Arg1-flox Mouse

Arg1, also known as arginase 1, is an enzyme that catalyzes the hydrolysis of L-arginine to L-ornithine and urea, regulating the last step of the urea cycle. It is involved in multiple biological processes, such as immune response regulation, cell metabolism, and tissue repair [2,3,5]. Genetic models, especially KO mouse models, have been crucial for studying its functions.

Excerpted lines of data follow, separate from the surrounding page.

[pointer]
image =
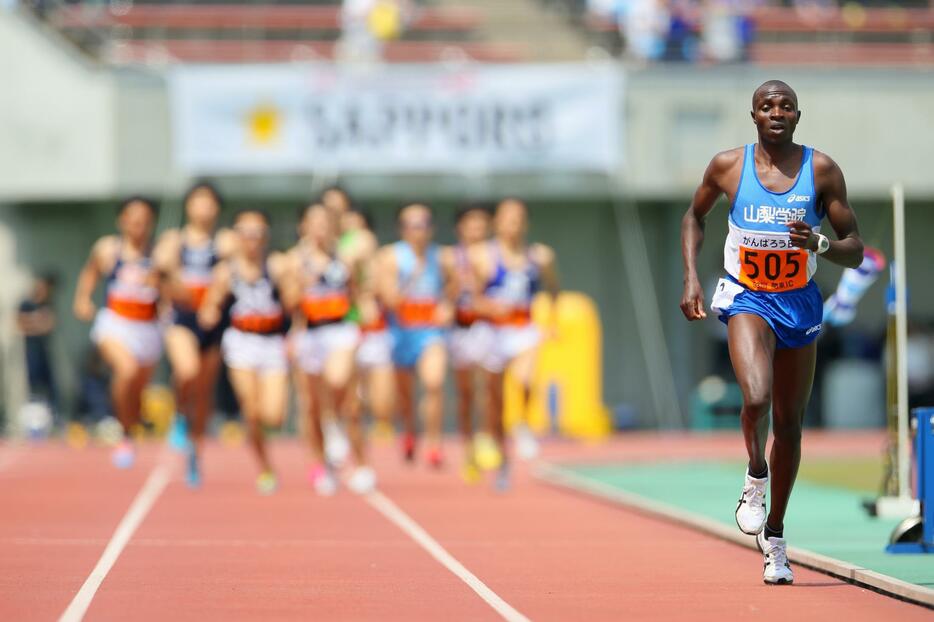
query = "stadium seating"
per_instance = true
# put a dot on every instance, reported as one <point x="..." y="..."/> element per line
<point x="848" y="36"/>
<point x="241" y="31"/>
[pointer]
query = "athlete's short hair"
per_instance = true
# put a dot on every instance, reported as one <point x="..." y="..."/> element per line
<point x="337" y="188"/>
<point x="304" y="209"/>
<point x="149" y="202"/>
<point x="484" y="207"/>
<point x="511" y="199"/>
<point x="203" y="184"/>
<point x="365" y="214"/>
<point x="256" y="211"/>
<point x="408" y="204"/>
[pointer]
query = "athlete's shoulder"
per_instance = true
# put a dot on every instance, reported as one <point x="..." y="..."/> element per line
<point x="225" y="242"/>
<point x="542" y="254"/>
<point x="823" y="163"/>
<point x="726" y="160"/>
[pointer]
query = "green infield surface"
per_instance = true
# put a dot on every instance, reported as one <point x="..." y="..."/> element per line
<point x="825" y="515"/>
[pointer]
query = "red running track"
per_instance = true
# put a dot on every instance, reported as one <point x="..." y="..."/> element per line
<point x="225" y="553"/>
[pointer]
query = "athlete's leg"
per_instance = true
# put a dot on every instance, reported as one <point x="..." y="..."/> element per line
<point x="245" y="383"/>
<point x="204" y="394"/>
<point x="314" y="389"/>
<point x="523" y="370"/>
<point x="339" y="377"/>
<point x="794" y="375"/>
<point x="431" y="368"/>
<point x="181" y="347"/>
<point x="464" y="379"/>
<point x="494" y="409"/>
<point x="381" y="394"/>
<point x="125" y="371"/>
<point x="752" y="348"/>
<point x="405" y="384"/>
<point x="273" y="395"/>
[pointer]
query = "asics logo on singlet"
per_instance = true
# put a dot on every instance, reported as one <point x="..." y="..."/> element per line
<point x="769" y="214"/>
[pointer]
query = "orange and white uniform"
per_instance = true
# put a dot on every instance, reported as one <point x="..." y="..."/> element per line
<point x="514" y="332"/>
<point x="471" y="337"/>
<point x="130" y="313"/>
<point x="326" y="304"/>
<point x="255" y="338"/>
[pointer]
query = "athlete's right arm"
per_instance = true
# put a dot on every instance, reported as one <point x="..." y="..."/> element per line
<point x="210" y="311"/>
<point x="692" y="232"/>
<point x="100" y="257"/>
<point x="166" y="258"/>
<point x="387" y="278"/>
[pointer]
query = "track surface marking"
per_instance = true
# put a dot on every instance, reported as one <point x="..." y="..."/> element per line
<point x="225" y="553"/>
<point x="390" y="510"/>
<point x="155" y="484"/>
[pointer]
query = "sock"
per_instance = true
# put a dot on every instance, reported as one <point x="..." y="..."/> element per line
<point x="763" y="474"/>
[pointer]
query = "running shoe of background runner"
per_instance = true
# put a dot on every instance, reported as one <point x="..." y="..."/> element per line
<point x="777" y="570"/>
<point x="750" y="510"/>
<point x="124" y="454"/>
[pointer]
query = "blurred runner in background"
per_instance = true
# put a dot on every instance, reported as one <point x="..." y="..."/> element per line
<point x="187" y="256"/>
<point x="416" y="280"/>
<point x="126" y="330"/>
<point x="261" y="296"/>
<point x="509" y="273"/>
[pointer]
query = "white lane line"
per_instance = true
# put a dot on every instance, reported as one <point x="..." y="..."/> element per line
<point x="141" y="505"/>
<point x="403" y="521"/>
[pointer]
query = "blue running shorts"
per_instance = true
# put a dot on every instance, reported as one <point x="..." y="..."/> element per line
<point x="795" y="316"/>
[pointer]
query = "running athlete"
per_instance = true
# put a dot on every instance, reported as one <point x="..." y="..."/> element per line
<point x="126" y="330"/>
<point x="187" y="257"/>
<point x="509" y="273"/>
<point x="261" y="296"/>
<point x="415" y="278"/>
<point x="470" y="338"/>
<point x="374" y="356"/>
<point x="327" y="347"/>
<point x="779" y="192"/>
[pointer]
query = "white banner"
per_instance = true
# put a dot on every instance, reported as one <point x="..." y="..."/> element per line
<point x="396" y="118"/>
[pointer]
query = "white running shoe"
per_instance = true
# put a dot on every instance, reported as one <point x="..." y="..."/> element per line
<point x="336" y="445"/>
<point x="526" y="443"/>
<point x="777" y="569"/>
<point x="362" y="480"/>
<point x="323" y="481"/>
<point x="750" y="511"/>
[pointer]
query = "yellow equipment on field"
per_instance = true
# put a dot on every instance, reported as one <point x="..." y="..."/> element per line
<point x="568" y="381"/>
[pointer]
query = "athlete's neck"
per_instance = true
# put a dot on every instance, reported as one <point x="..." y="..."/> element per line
<point x="420" y="248"/>
<point x="513" y="244"/>
<point x="140" y="245"/>
<point x="773" y="153"/>
<point x="198" y="231"/>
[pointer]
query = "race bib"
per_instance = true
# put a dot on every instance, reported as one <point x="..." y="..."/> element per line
<point x="772" y="270"/>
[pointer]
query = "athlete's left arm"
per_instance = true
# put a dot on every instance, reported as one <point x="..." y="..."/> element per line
<point x="544" y="256"/>
<point x="226" y="242"/>
<point x="445" y="312"/>
<point x="283" y="272"/>
<point x="847" y="249"/>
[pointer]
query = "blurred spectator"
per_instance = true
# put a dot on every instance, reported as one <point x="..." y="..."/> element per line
<point x="94" y="388"/>
<point x="36" y="321"/>
<point x="367" y="24"/>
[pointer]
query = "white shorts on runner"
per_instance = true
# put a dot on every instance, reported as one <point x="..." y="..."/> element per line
<point x="142" y="339"/>
<point x="509" y="342"/>
<point x="469" y="345"/>
<point x="254" y="351"/>
<point x="315" y="346"/>
<point x="375" y="349"/>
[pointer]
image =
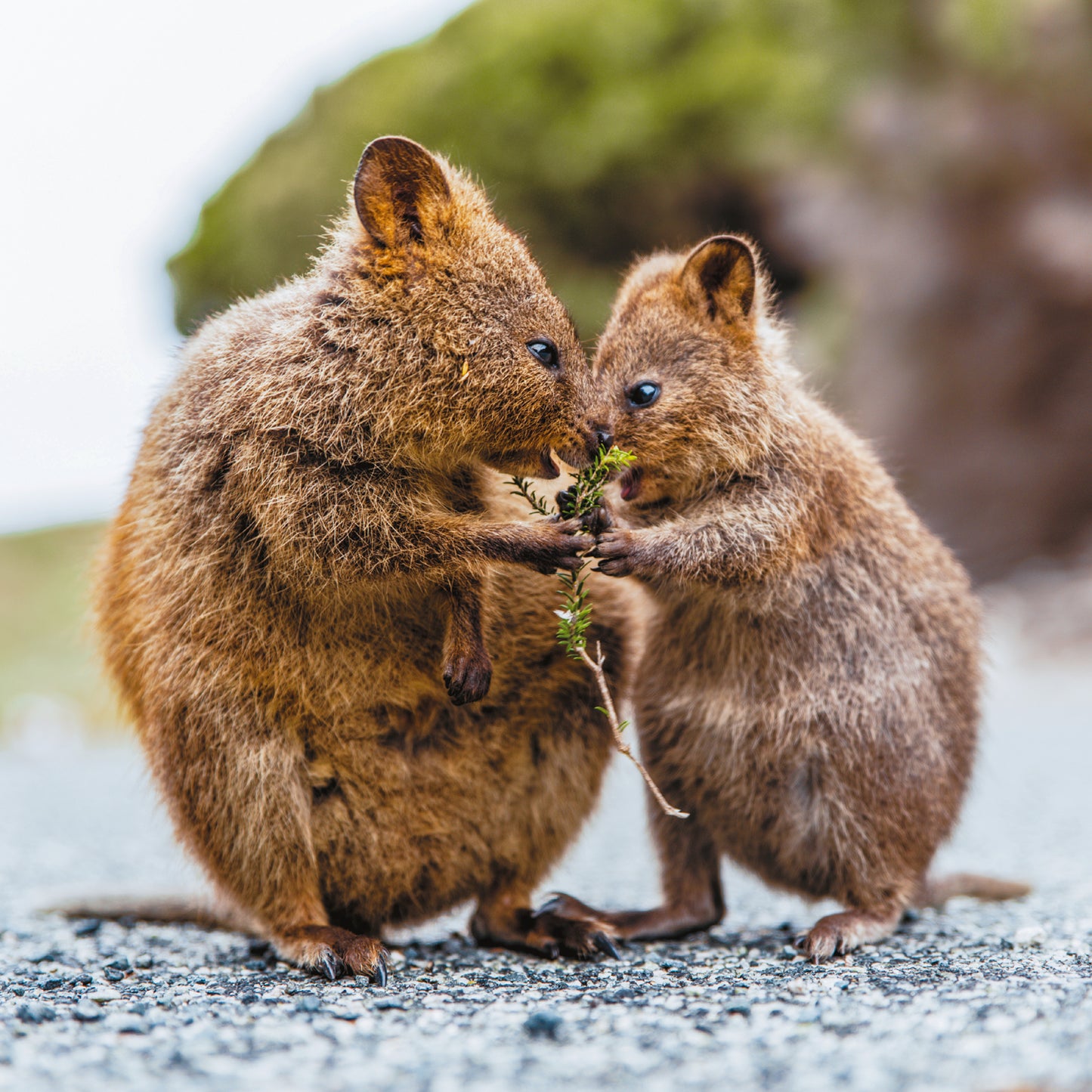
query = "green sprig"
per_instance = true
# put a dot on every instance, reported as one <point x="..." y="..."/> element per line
<point x="582" y="498"/>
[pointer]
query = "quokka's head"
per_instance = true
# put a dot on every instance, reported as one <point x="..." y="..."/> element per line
<point x="490" y="363"/>
<point x="687" y="368"/>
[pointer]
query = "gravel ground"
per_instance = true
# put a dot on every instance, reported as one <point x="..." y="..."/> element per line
<point x="982" y="998"/>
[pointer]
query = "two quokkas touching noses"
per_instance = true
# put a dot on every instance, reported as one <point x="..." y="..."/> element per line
<point x="809" y="690"/>
<point x="333" y="630"/>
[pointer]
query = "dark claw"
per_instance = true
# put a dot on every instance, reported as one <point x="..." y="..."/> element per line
<point x="605" y="945"/>
<point x="379" y="976"/>
<point x="331" y="966"/>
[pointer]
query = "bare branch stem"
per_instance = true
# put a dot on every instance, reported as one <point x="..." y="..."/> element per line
<point x="595" y="667"/>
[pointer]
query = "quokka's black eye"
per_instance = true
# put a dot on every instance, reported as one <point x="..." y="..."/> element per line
<point x="643" y="394"/>
<point x="545" y="352"/>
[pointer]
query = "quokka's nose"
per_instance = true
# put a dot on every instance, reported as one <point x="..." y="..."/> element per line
<point x="604" y="438"/>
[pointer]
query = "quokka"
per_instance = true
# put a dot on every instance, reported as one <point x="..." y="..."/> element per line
<point x="810" y="687"/>
<point x="299" y="581"/>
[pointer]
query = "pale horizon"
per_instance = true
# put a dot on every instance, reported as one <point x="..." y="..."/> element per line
<point x="112" y="153"/>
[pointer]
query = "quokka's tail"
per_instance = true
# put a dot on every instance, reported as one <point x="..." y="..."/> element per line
<point x="193" y="910"/>
<point x="935" y="891"/>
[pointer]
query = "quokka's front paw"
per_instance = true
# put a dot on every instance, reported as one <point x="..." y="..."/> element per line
<point x="558" y="546"/>
<point x="616" y="549"/>
<point x="466" y="676"/>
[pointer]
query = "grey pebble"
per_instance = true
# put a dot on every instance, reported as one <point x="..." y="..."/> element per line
<point x="35" y="1013"/>
<point x="88" y="1013"/>
<point x="544" y="1025"/>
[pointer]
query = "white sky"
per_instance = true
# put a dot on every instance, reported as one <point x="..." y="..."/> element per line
<point x="119" y="119"/>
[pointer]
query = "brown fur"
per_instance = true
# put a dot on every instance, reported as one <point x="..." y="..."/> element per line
<point x="312" y="537"/>
<point x="810" y="688"/>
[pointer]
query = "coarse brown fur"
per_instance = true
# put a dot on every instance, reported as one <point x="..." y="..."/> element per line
<point x="312" y="537"/>
<point x="810" y="686"/>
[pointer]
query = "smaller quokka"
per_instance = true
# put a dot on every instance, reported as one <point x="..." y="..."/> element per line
<point x="809" y="690"/>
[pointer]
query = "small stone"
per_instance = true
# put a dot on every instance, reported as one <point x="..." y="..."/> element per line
<point x="1030" y="936"/>
<point x="35" y="1013"/>
<point x="543" y="1025"/>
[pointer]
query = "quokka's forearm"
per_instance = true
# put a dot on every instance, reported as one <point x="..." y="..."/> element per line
<point x="738" y="542"/>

In stroke mouse models, STAT6 deficiency led to reduced Arg1 expression in microglia/macrophages, impairing efferocytosis, increasing inflammation, and exacerbating infarct volume and long-term functional deficits, suggesting that STAT6/Arg1 signaling promotes inflammation resolution and improves stroke outcomes [1]. In cancer, in a mouse model of endometrial cancer, high ARG1 expression was associated with poor prognosis [3,5]. In breast cancer cells, overexpression of ARG1 suppressed cell proliferation, migration, and xenograft tumor growth by down-regulating p-AKT and de-activating the AKT signal pathway [4]. In lung fibrosis, macrophage-fibroblast crosstalk induced Arg1 expression in macrophages, which contributed to fibrotic responses by metabolizing arginine to ornithine for fibroblast collagen synthesis [6]. Also, selective depletion of Arg1-expressing tumor-associated macrophages in a tumor model inhibited tumor growth and reduced the ratio of TH1-Treg cells in the tumor microenvironment [7].

In conclusion, Arg1 plays essential roles in various biological processes and disease conditions. Studies using KO mouse models have revealed its significance in stroke, cancer, and lung fibrosis. Understanding Arg1's functions can provide insights into disease mechanisms and potential therapeutic targets in these disease areas.